Jokes and anecdotes have a single point of culmination. The literary forms of sustained humour, such as the picaresque novel, do not rely on a single effect but on a series of minor climaxes. The narrative moves along the line of intersection of contrasted planes -- e.g., the fantasy world of Don Quixote and the cunning horse-sense of Sancho Panza -- or is made to oscillate between them; as a result tension is continuously generated and discharged in mild amusement.
Comic verse thrives on the melodious union of incongruities -- Carroll's 'cabbages and kings'; and particularly on the contrast between lofty form and flatfooted content. Certain metric forms like the hexameter or Alexandrine arouse expectations of pathos, of the heroic and exalted; to pour into these epic moulds some homely, trivial content -- 'Beautiful soup, so rich and green / Waiting in a hot tureen -- is an almost infallible comic device. The rolling dactyls of the first lines of a limerick which carry, instead of Hector or Achilles, a young lady from Niger for a ride, make her ridiculous even before the expected calamities befall her.

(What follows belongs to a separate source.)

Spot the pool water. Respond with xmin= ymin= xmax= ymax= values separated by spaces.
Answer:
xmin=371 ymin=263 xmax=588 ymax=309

Instead of a heroic mould, a soft lyrical one may also pay off: 'And what could be moister / Than the tears of an oyster?'
Another type of incongruity between form and content yields the bogus proverb: 'The rule is: jam tomorrow and jam yesterday -- but never jam today.' Two contradictory statements have been telescoped into a line whose homely, admonitory sound conveys the impression of a popular adage. In a similar way, nonsense verse achieves its effect by pretending to make sense, by forcing the reader to project meaning into the phonetic pattern of the jabberwocky, as one interprets the ink blots in a Rorschach test.